Naidoo addressed delegates at the launch of a new trade union federation in Ekurhuleni. The country does not need the nuclear power programme, he said.
"The nuclear deal has nothing to do with our energy needs...it will create no jobs or technology innovation. The skills for that programme will come from Russia, China or France, who will have a stranglehold on our economy," Naidoo told the delegates.
"At the same time, there's a reasonable demand for free, decolonised and quality education, and we are prepared to throw trillion rands at a nuclear deal that we do not need and sacrifice our children's education."
There could be many more jobs created from renewable energy compared to the nuclear deal, he said. South Africa's problems were not unique, as they were debated all over the world.
Meanwhile young people across the world were losing an interest in voting, and saw how politicians and governments "had become captured".

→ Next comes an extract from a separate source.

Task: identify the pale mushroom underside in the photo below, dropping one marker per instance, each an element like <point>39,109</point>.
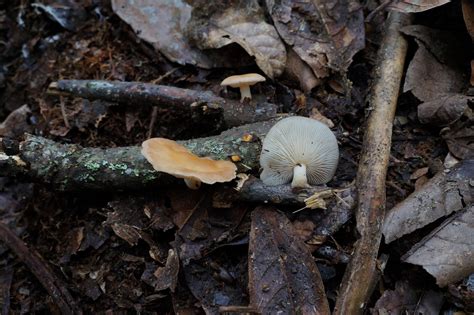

"Why do we give our power to politicians while we know they would never represent our interests? If you want to be relevant you need to have power and support on the ground. There should be no poverty, unemployment, or no running water. When you debate here...remember that you're debating for the 55 million in this country.]," he said to a loud applause.
"We are at a tipping point. If you want to be strong, you have to unite...no sweeping things under the carpet anymore. Majority of our people go to bed hungry, but we walk on minerals such gold as and platinum but our people remain very poor...and what do our leaders do? They fiddle while the country burns."
Naidoo thanked young people for "not keeping quite and reminding the nation of what needs to happen".